Unless specified, the neural networks are composed of four layers (two hidden layers) with 32 neurons per layer and uses the stochastic gradient descent optimizer with a learning rate of 0.01, a momentum of 0.9, weight decay at 0.001. The default loss function is the mean squared error.
The sampling methods used by default are:
- sequential learning over the whole dataset (gradient is calculated after feeding the whole dataset in the same sequential order)
- Shuffled batches of 32 samples
The results obtained by these experiments may vastly diverge with slightly different parameters. Always verify what you infer from them! |
- Explore alternative learning methods.
- Use one frame per retropopagation instead of one frame per epoch, for smoother animations.

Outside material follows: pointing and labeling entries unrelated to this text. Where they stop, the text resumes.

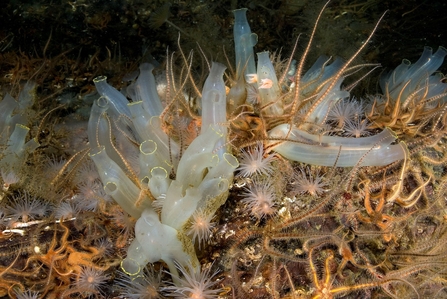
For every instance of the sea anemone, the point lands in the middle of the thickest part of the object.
(253, 162)
(90, 281)
(26, 208)
(194, 284)
(201, 226)
(260, 199)
(307, 182)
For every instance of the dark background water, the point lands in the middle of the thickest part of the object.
(128, 31)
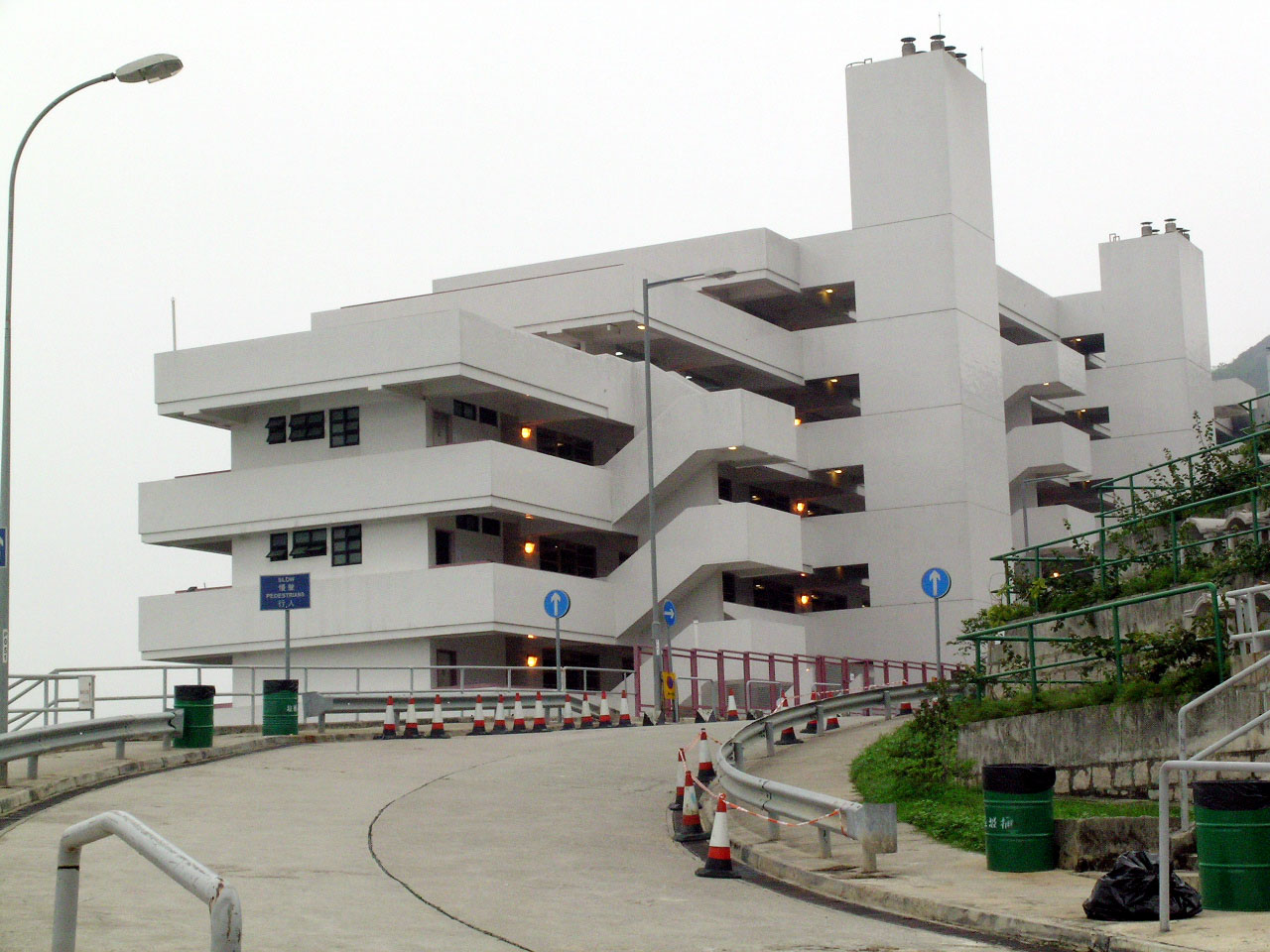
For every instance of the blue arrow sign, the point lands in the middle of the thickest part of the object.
(937, 583)
(557, 603)
(668, 613)
(284, 592)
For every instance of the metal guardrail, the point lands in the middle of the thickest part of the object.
(211, 889)
(318, 705)
(873, 825)
(44, 740)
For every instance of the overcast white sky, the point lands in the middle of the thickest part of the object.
(320, 154)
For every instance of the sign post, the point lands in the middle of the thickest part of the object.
(557, 604)
(937, 584)
(281, 593)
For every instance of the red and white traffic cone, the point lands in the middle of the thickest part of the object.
(680, 767)
(567, 715)
(412, 721)
(719, 856)
(705, 762)
(389, 721)
(479, 719)
(439, 720)
(499, 717)
(518, 716)
(540, 716)
(690, 819)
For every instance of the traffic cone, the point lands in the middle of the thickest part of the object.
(412, 721)
(439, 720)
(719, 856)
(477, 720)
(705, 763)
(389, 721)
(540, 717)
(567, 715)
(518, 716)
(499, 717)
(690, 820)
(788, 738)
(680, 767)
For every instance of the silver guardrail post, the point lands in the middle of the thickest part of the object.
(220, 897)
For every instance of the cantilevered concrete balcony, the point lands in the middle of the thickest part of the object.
(1047, 449)
(1051, 370)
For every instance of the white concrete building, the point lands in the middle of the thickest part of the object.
(842, 413)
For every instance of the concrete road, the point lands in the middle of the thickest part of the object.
(544, 843)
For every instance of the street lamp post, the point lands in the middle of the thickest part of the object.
(150, 68)
(654, 622)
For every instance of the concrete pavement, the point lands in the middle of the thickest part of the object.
(536, 842)
(942, 884)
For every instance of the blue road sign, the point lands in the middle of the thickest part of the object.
(557, 603)
(282, 592)
(937, 583)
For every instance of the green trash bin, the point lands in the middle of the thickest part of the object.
(198, 702)
(1232, 839)
(1019, 816)
(281, 707)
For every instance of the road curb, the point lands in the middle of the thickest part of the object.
(766, 857)
(24, 797)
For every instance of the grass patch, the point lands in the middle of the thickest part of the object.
(889, 772)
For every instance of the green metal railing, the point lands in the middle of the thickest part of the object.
(1097, 540)
(1029, 673)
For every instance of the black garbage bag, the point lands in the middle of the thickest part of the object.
(1130, 892)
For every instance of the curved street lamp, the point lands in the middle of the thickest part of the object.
(149, 68)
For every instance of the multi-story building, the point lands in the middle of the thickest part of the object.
(830, 416)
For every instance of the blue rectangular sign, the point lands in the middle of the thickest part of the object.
(282, 592)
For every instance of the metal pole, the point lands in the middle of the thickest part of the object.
(559, 669)
(7, 417)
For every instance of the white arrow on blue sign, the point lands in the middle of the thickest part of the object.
(668, 613)
(937, 583)
(557, 603)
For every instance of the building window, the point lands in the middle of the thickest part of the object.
(345, 426)
(307, 543)
(567, 557)
(567, 447)
(276, 429)
(308, 425)
(345, 544)
(277, 546)
(443, 546)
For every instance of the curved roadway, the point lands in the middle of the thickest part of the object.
(484, 844)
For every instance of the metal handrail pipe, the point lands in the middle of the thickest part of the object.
(1164, 844)
(211, 889)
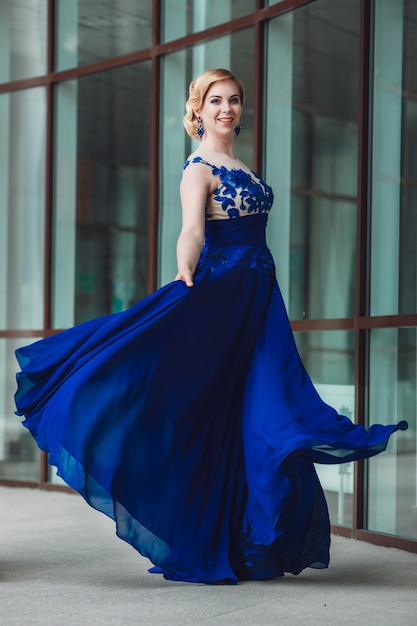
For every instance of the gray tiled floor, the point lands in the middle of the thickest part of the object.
(61, 563)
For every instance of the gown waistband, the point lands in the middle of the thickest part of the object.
(239, 231)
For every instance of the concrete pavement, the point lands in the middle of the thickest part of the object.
(61, 564)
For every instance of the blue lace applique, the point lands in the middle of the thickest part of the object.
(239, 191)
(250, 258)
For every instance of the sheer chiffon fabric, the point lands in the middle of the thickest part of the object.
(190, 420)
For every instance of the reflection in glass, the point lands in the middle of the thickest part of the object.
(22, 202)
(183, 17)
(329, 359)
(311, 155)
(394, 175)
(92, 30)
(101, 194)
(22, 39)
(392, 476)
(19, 455)
(236, 52)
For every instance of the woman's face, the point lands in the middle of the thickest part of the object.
(222, 108)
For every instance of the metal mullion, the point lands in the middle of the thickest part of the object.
(362, 247)
(258, 141)
(43, 461)
(154, 150)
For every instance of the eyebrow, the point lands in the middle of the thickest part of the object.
(213, 95)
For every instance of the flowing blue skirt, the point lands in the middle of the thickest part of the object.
(190, 420)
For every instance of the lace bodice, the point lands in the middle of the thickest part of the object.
(239, 192)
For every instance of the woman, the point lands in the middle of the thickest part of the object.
(189, 418)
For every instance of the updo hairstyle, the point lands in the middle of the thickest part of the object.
(197, 93)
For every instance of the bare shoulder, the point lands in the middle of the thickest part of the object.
(197, 172)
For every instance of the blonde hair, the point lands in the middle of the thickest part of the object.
(197, 93)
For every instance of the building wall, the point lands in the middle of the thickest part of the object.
(91, 151)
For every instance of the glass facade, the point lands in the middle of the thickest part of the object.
(101, 194)
(91, 151)
(87, 31)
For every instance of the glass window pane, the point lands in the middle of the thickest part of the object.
(101, 193)
(22, 198)
(183, 17)
(394, 176)
(19, 455)
(392, 476)
(311, 155)
(329, 359)
(91, 30)
(23, 39)
(235, 51)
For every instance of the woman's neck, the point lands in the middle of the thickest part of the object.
(217, 148)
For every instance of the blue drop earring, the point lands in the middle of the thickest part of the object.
(200, 130)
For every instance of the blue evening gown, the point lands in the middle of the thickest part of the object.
(190, 419)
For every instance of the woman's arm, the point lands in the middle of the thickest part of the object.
(194, 189)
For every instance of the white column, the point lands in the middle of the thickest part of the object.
(278, 129)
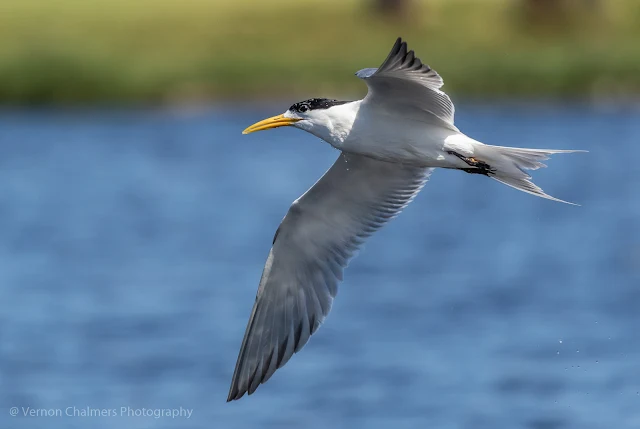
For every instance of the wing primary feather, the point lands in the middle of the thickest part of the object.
(315, 241)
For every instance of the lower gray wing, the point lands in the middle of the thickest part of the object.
(405, 85)
(316, 239)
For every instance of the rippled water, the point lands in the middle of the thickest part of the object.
(131, 244)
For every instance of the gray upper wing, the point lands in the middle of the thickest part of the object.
(320, 233)
(404, 83)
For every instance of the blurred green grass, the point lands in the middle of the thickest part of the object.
(157, 51)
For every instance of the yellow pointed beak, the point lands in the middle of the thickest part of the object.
(273, 122)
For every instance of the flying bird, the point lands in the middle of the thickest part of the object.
(390, 142)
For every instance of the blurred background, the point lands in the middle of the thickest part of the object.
(135, 219)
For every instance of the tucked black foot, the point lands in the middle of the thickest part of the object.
(478, 167)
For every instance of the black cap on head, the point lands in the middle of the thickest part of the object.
(315, 104)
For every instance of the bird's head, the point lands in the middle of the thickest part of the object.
(316, 115)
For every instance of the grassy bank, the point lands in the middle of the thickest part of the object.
(78, 51)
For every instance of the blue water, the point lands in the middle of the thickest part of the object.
(132, 242)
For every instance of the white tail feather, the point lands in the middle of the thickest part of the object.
(510, 162)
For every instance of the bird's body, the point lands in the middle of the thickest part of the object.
(390, 142)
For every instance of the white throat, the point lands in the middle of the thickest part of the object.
(333, 124)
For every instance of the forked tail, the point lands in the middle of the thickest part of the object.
(508, 165)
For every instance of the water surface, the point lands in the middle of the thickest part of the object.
(132, 242)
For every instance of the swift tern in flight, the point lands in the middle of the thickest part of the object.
(390, 142)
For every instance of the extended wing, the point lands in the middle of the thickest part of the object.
(403, 83)
(312, 246)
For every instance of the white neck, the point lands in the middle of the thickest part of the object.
(334, 124)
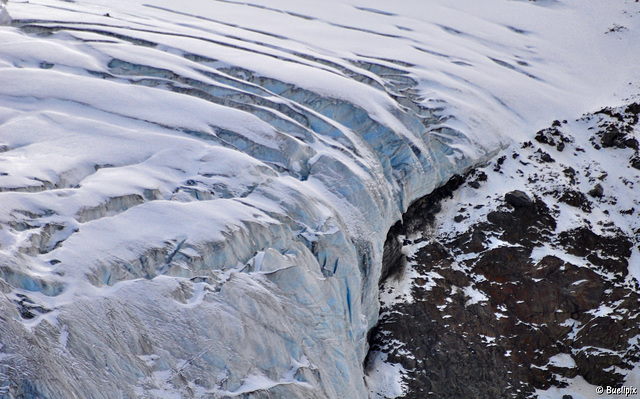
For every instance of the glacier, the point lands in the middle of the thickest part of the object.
(194, 196)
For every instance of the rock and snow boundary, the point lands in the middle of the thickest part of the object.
(194, 196)
(525, 279)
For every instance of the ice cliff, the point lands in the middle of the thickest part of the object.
(194, 196)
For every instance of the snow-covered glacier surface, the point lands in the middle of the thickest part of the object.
(194, 195)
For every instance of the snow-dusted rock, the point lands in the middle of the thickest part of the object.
(194, 196)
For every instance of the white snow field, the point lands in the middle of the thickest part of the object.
(194, 194)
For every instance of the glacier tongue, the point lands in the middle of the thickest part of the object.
(194, 198)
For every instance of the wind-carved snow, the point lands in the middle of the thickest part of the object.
(194, 197)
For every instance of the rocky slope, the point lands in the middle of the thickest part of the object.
(523, 275)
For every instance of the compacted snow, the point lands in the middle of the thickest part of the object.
(194, 195)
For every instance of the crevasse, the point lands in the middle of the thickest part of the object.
(194, 197)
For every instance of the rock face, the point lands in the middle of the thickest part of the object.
(513, 294)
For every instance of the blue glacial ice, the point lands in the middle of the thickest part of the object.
(194, 198)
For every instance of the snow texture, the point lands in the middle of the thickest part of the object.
(194, 195)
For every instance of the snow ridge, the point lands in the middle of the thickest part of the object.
(194, 198)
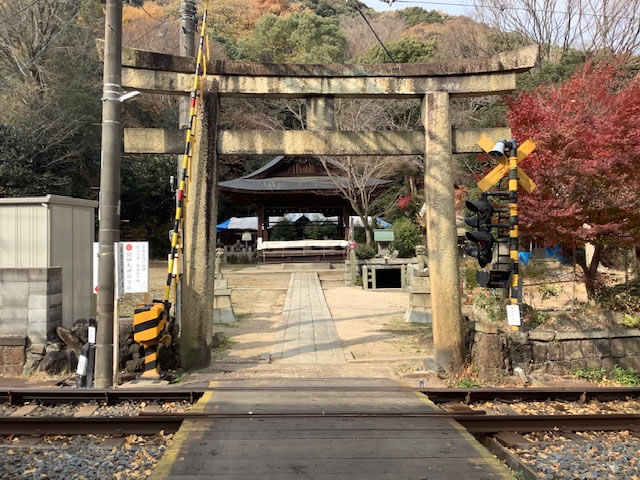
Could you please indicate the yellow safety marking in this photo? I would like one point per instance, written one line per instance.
(492, 177)
(485, 143)
(525, 149)
(526, 182)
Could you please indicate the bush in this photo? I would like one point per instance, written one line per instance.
(621, 298)
(244, 258)
(359, 235)
(406, 237)
(365, 253)
(284, 230)
(320, 231)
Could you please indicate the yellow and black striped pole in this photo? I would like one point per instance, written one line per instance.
(186, 159)
(149, 321)
(514, 246)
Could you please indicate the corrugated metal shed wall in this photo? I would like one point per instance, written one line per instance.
(23, 236)
(54, 232)
(72, 233)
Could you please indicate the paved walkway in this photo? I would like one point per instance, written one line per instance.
(307, 333)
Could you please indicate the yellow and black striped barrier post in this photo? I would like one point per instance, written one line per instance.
(186, 159)
(514, 247)
(149, 323)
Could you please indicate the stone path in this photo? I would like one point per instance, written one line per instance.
(307, 333)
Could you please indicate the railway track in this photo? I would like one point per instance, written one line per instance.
(151, 422)
(148, 424)
(511, 437)
(436, 395)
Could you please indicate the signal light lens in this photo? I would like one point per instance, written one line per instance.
(493, 278)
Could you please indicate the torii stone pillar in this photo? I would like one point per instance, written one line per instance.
(442, 240)
(200, 231)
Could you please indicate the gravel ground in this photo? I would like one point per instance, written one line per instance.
(84, 457)
(602, 455)
(6, 410)
(60, 410)
(134, 408)
(559, 407)
(116, 410)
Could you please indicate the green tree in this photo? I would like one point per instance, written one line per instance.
(403, 51)
(406, 236)
(298, 38)
(414, 15)
(148, 204)
(327, 8)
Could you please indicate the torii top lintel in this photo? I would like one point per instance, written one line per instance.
(172, 74)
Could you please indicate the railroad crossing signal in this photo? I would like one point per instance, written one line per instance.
(495, 175)
(482, 211)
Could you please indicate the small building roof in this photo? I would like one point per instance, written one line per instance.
(50, 199)
(291, 174)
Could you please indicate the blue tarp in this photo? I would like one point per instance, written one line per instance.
(221, 227)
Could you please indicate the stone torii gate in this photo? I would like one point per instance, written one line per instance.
(434, 84)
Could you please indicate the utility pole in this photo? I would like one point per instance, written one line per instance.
(109, 209)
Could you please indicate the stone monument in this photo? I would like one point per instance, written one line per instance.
(419, 290)
(222, 306)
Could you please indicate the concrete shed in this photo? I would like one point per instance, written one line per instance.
(48, 232)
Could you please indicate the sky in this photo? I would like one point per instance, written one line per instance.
(383, 6)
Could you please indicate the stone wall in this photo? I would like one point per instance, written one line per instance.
(495, 351)
(30, 303)
(12, 355)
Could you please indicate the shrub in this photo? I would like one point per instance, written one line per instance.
(320, 231)
(364, 252)
(621, 298)
(406, 237)
(284, 230)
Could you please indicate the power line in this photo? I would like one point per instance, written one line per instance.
(44, 48)
(162, 22)
(10, 17)
(375, 34)
(506, 7)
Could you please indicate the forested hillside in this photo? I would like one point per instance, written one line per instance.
(50, 86)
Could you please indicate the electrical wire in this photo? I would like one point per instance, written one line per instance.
(13, 15)
(162, 22)
(375, 34)
(506, 7)
(46, 46)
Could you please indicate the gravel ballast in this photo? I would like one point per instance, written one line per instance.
(597, 456)
(83, 457)
(556, 407)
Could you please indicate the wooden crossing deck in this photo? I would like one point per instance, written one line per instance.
(307, 332)
(323, 447)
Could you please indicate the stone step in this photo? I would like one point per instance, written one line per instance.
(332, 283)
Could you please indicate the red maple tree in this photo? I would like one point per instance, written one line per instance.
(587, 161)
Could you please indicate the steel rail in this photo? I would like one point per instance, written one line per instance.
(471, 395)
(109, 395)
(437, 395)
(148, 424)
(37, 426)
(487, 424)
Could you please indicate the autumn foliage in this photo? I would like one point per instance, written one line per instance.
(587, 161)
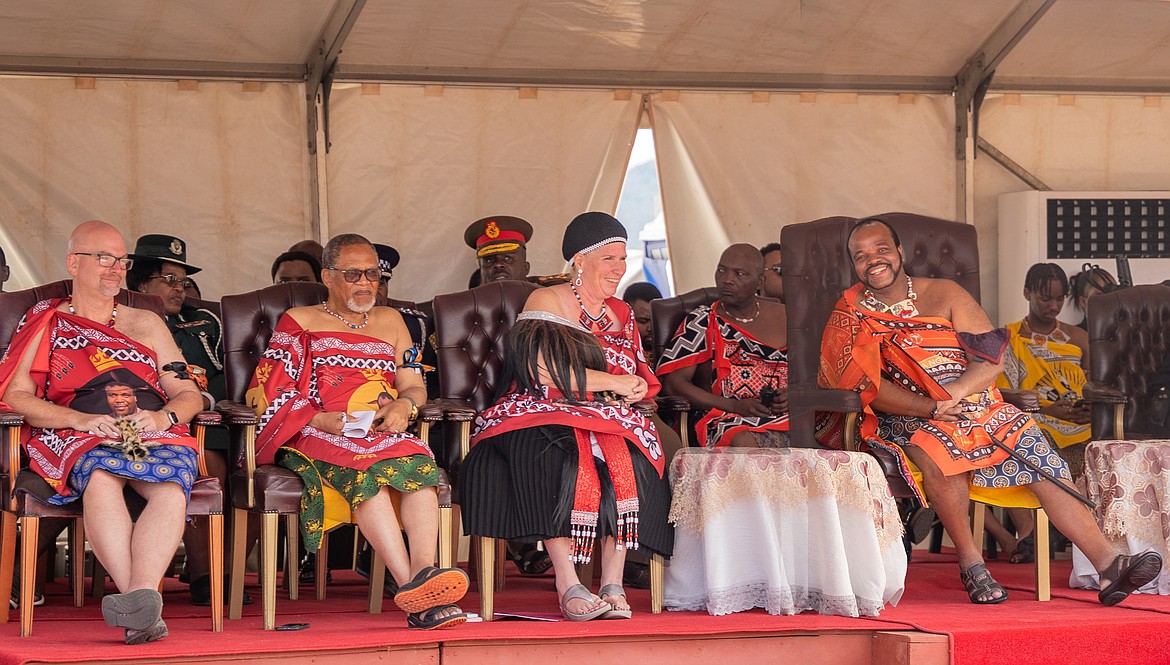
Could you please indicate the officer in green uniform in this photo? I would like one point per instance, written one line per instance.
(162, 268)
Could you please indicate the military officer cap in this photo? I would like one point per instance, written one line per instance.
(495, 234)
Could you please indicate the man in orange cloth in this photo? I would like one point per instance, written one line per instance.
(924, 357)
(335, 396)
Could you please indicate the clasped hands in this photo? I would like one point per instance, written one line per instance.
(393, 417)
(104, 425)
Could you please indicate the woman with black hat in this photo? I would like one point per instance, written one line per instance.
(563, 457)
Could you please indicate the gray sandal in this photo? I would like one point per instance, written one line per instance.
(578, 591)
(613, 591)
(137, 610)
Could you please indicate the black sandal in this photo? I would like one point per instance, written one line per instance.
(429, 618)
(531, 561)
(979, 583)
(1128, 574)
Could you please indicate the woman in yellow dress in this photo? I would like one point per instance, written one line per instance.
(1050, 357)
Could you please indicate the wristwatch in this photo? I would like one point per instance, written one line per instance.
(414, 408)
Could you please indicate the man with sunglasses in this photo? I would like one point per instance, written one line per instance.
(160, 268)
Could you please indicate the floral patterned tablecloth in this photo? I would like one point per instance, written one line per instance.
(785, 529)
(1129, 482)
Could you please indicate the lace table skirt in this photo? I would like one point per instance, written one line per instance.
(786, 530)
(1129, 481)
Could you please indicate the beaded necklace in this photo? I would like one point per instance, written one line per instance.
(601, 321)
(365, 317)
(903, 308)
(747, 319)
(114, 313)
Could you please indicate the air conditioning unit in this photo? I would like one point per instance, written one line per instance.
(1073, 228)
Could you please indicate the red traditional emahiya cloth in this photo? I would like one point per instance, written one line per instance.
(587, 496)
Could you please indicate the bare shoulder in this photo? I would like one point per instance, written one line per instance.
(546, 299)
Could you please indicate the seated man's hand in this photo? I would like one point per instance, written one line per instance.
(1065, 410)
(752, 408)
(393, 417)
(331, 422)
(948, 410)
(97, 425)
(780, 403)
(632, 388)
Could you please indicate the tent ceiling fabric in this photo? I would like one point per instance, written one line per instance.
(887, 45)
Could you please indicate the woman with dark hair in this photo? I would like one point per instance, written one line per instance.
(563, 457)
(1050, 357)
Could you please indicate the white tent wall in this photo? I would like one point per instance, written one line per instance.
(1072, 142)
(219, 166)
(737, 166)
(411, 166)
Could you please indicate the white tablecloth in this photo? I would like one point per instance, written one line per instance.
(1129, 481)
(785, 529)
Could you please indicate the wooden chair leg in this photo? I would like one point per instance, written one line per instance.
(98, 590)
(215, 559)
(501, 559)
(487, 574)
(7, 557)
(658, 583)
(1043, 563)
(269, 522)
(239, 553)
(377, 583)
(446, 543)
(978, 522)
(322, 566)
(293, 549)
(77, 560)
(29, 532)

- Implement dimensionality reduction (like PCA, UMAP or tSNE) to analyze higher dimensions datasets.
- Display more information about the setup: loss function, architecture, optimizer.
- Display more information about the learning: learning curve, weights & biases, metrics, etc.
- Make a module or an application out of the Jupyter Notebook experiments.
- Add different color themes.
- Add support for 0-1 classifiers and multiple classes classifiers.